It’s been a few weeks since our return to United States, and we are happy to be home. I was reunited with my precious baby angel, a.k.a. The Cat, and our little family is currently camped out at an extended stay hotel in a business park in Jacksonville. After the excitement of traveling the world, we plopped ourselves in the dreariest place imaginable. This is always the worst part of the move, the part I hate and the part I am always eager to move quickly past. It feels likes weeks and weeks of suitcases and fast food and cramped living. But there is a bright future on our horizon, and it consists of many adventures that I am more than looking forward too. We move into our house next week, and I couldn’t be more excited!
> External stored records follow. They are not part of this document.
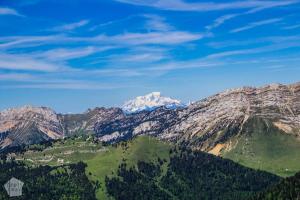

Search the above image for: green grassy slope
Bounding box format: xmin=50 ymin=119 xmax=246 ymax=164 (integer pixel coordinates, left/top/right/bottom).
xmin=222 ymin=118 xmax=300 ymax=177
xmin=12 ymin=136 xmax=171 ymax=199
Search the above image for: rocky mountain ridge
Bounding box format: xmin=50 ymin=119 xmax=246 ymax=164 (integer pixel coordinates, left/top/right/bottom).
xmin=122 ymin=92 xmax=186 ymax=113
xmin=0 ymin=83 xmax=300 ymax=152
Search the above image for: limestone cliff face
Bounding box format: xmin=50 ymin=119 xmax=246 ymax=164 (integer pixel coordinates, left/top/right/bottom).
xmin=0 ymin=106 xmax=64 ymax=148
xmin=0 ymin=83 xmax=300 ymax=151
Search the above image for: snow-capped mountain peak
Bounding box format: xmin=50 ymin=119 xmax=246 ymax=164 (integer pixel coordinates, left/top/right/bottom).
xmin=122 ymin=92 xmax=185 ymax=113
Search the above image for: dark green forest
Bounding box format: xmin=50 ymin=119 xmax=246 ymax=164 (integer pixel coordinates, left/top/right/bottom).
xmin=106 ymin=149 xmax=281 ymax=200
xmin=251 ymin=172 xmax=300 ymax=200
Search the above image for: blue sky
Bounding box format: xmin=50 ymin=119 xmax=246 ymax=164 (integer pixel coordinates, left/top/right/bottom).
xmin=0 ymin=0 xmax=300 ymax=112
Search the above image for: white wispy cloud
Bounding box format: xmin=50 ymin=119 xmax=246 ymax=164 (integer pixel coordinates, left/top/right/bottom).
xmin=99 ymin=31 xmax=207 ymax=45
xmin=30 ymin=46 xmax=116 ymax=61
xmin=50 ymin=20 xmax=90 ymax=31
xmin=0 ymin=7 xmax=23 ymax=17
xmin=0 ymin=30 xmax=205 ymax=49
xmin=230 ymin=18 xmax=282 ymax=33
xmin=205 ymin=14 xmax=240 ymax=30
xmin=116 ymin=0 xmax=298 ymax=12
xmin=0 ymin=73 xmax=33 ymax=81
xmin=0 ymin=53 xmax=66 ymax=72
xmin=144 ymin=14 xmax=175 ymax=31
xmin=206 ymin=42 xmax=300 ymax=59
xmin=207 ymin=35 xmax=300 ymax=49
xmin=282 ymin=24 xmax=300 ymax=30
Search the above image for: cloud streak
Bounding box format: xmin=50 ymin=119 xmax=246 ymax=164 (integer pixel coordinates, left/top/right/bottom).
xmin=230 ymin=18 xmax=282 ymax=33
xmin=116 ymin=0 xmax=298 ymax=12
xmin=50 ymin=20 xmax=90 ymax=31
xmin=0 ymin=7 xmax=23 ymax=17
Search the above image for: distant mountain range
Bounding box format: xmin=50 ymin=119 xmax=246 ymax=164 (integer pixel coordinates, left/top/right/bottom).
xmin=122 ymin=92 xmax=186 ymax=113
xmin=0 ymin=83 xmax=300 ymax=173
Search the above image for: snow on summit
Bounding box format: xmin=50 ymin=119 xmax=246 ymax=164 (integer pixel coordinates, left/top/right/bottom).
xmin=122 ymin=92 xmax=185 ymax=113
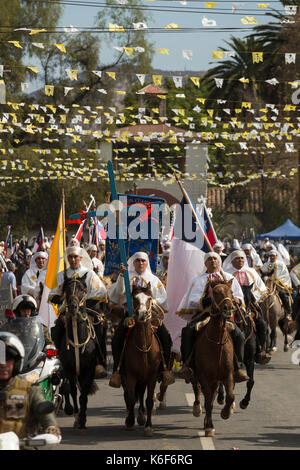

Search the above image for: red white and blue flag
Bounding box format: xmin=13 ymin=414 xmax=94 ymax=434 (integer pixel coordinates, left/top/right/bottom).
xmin=3 ymin=225 xmax=12 ymax=256
xmin=32 ymin=227 xmax=45 ymax=253
xmin=201 ymin=203 xmax=218 ymax=247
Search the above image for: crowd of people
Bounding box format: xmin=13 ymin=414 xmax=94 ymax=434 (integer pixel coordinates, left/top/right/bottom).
xmin=0 ymin=229 xmax=300 ymax=442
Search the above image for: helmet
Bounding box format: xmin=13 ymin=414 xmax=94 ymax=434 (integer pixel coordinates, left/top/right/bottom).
xmin=12 ymin=294 xmax=38 ymax=317
xmin=0 ymin=331 xmax=25 ymax=376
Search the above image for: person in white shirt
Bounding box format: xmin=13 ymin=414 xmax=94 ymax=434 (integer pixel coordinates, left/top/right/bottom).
xmin=108 ymin=251 xmax=174 ymax=388
xmin=176 ymin=252 xmax=249 ymax=382
xmin=242 ymin=243 xmax=263 ymax=271
xmin=86 ymin=245 xmax=104 ymax=278
xmin=48 ymin=246 xmax=107 ymax=379
xmin=21 ymin=251 xmax=48 ymax=299
xmin=223 ymin=250 xmax=271 ymax=365
xmin=261 ymin=250 xmax=293 ymax=315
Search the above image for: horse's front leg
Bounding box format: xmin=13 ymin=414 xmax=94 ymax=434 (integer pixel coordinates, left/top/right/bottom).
xmin=144 ymin=377 xmax=156 ymax=437
xmin=124 ymin=376 xmax=137 ymax=431
xmin=191 ymin=377 xmax=202 ymax=418
xmin=221 ymin=373 xmax=235 ymax=419
xmin=137 ymin=384 xmax=146 ymax=426
xmin=240 ymin=340 xmax=256 ymax=410
xmin=69 ymin=377 xmax=79 ymax=428
xmin=201 ymin=380 xmax=218 ymax=437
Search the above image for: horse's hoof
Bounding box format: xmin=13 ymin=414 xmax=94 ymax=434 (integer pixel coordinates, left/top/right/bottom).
xmin=205 ymin=428 xmax=216 ymax=437
xmin=137 ymin=414 xmax=146 ymax=426
xmin=240 ymin=400 xmax=249 ymax=410
xmin=221 ymin=402 xmax=235 ymax=419
xmin=144 ymin=426 xmax=153 ymax=437
xmin=125 ymin=424 xmax=134 ymax=431
xmin=217 ymin=396 xmax=225 ymax=405
xmin=64 ymin=405 xmax=74 ymax=416
xmin=193 ymin=405 xmax=202 ymax=418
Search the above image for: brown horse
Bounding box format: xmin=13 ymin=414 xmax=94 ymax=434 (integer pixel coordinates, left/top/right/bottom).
xmin=192 ymin=279 xmax=235 ymax=436
xmin=259 ymin=276 xmax=289 ymax=352
xmin=122 ymin=283 xmax=162 ymax=437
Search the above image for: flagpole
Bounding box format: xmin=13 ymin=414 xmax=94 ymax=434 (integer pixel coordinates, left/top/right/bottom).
xmin=107 ymin=160 xmax=133 ymax=317
xmin=61 ymin=188 xmax=66 ymax=272
xmin=173 ymin=170 xmax=213 ymax=251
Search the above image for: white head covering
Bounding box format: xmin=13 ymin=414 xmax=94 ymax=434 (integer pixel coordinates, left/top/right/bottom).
xmin=204 ymin=251 xmax=222 ymax=267
xmin=232 ymin=238 xmax=241 ymax=250
xmin=66 ymin=246 xmax=82 ymax=256
xmin=127 ymin=251 xmax=152 ymax=277
xmin=213 ymin=240 xmax=224 ymax=251
xmin=157 ymin=250 xmax=170 ymax=272
xmin=29 ymin=251 xmax=48 ymax=271
xmin=65 ymin=246 xmax=94 ymax=270
xmin=86 ymin=245 xmax=97 ymax=251
xmin=223 ymin=250 xmax=249 ymax=272
xmin=69 ymin=238 xmax=80 ymax=246
xmin=267 ymin=250 xmax=278 ymax=256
Upon returning to America, I find that there are many things to get readjusted to, many strange and disappointing behaviors among Americans that I had forgotten about as well as many pleasant surprises and conveniences about life in the United States.
I have been reminded about the tendency of people to pilfer things. For example, we bought a used car and our dealer informed us he has been keeping only 1/8 a tank of gas in the car because hoodlums will come at night and siphon his gas. We left our car, named Nora, in a parking lot and some of our registration stickers had been scraped upon in an attempt to take them. Our friend had a headlight cover stolen from her car. What?! Seriously?! Things I would never even imagine to steal are stolen here, so keep an eye out.
Barnes and Noble has a paranormal teen romance section, full of vampire and werwolf and ghost romance apparently. I was surprised that the Twilight phenomenon has so penetrated contemporary literature as to warrant its own section in the bookstore.
Organic food is everywhere! I have a Whole Foods! And not only that, but a slew of other natural markets. Expensive, yes, but not many can touch the expense of living in Japan. It’s trendy to be healthy and natural, and while that may make some people cynical, it makes me happy to think that we have some choices about what we eat.
People are super friendly. I mean that people talk to you. Servers, cashiers, and people in line all ask about your day. When you walk by people on the street, they smile. When you are in an elevator, people say hi. It might just be a by-product of living in the South, but I’ve been so surprised at how ready people are to chit-chat. You know how I love to chit-chat, thus revealing that America is where I’m from. This propensity for conversation is something I have missed, and one of the biggest reasons I’m happy to be back.
Last but not least, for the first time in six years I reside in the same time zone as my parents and a good number of my friends. I’ve enjoyed having conversations with my family and friends at a time that is normal, convenient, and lacks the usual math skills I require to make a phone call to another time zone. Even better, the holidays are coming and we are able to be home together for them for the first time in years. It’s a wonderful feeling to be home.